避暑地にテイルを向けて

         作詞 麻生圭子 作曲 池毅 編曲 戸塚修
解説 椎名さんのサードアルバム『W CONCERTO』の2曲目に収録。幾つかの椎名ソングに見られる別れの決意の曲である。
 明るいテンポに騙されそうになるが、内容は決して明るくない(当たり前だが)。「これでいいのよ」「あなたと一緒に帰ったら Um がっかりするだけよ」、そして繰り返し出てくる「I have to say Goodbye」の歌詞から別れの決意は明確且つ根強い。
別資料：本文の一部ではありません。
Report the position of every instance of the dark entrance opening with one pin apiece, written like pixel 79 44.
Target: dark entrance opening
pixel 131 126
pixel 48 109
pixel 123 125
 更に興味深いのはこの歌詞の各所から伺えるこの恋の様々な側面である。
 「幸せな女ならば 何も避暑地に 一人で来ないわ」の歌詞からは少なくとも「この夏の全ての思い出」に未練がある‐夏の間主人公は「幸せな女」であった事が伺える。
 また「哀しみを忘れるため あなたのことを 愛したのも事実」からは主人公が春頃に何らかの不幸(恐らくは失恋)があって、この夏の恋が心の隙間を埋めるべく求めたようなものであることと、主人公自身決してそのような恋が正当なものでないことを認めていることが分かる。
 ダンエモンはこれでも真面目な恋愛を志しているので、いわゆる一夏の恋や、寂しさを埋める為の恋は好きじゃない(十数年前の道場主がタイムマシーンで現代にやってきたら「生涯に何人もの女性を愛するとは何事だ!!」と言って今の道場主を殴りつけることだろう)。
 だが人間は弱いものである。一過性と分かっていても心身を委ねたくなることもあるだろうし、ダンエモンが例外であるとの断言は困難である。大切なのは一過性の中にも人生の一コマとして得るべき大切なものがあるのではないか?との思いだろう。
 恐らくは主人公の中にも忘却の彼方に捨てるべき「夏の恋」にも得るべきものがある、との思いがあるからわざわざ「避暑地に 一人で」訪れ、繰り返し「あなたのことを 愛したのも事実」と出て来るのだろう。
 勿論忘却の彼方に捨てるべき一過性のものにいつまでも囚われる事は好ましくない。主人公の意は決別で固まっている。
 だがそんな中にも「アクセルを無理に強く踏みこ」む様な、どこか無理した仕草がすぐには消せない未練を暗に示していて秀逸である。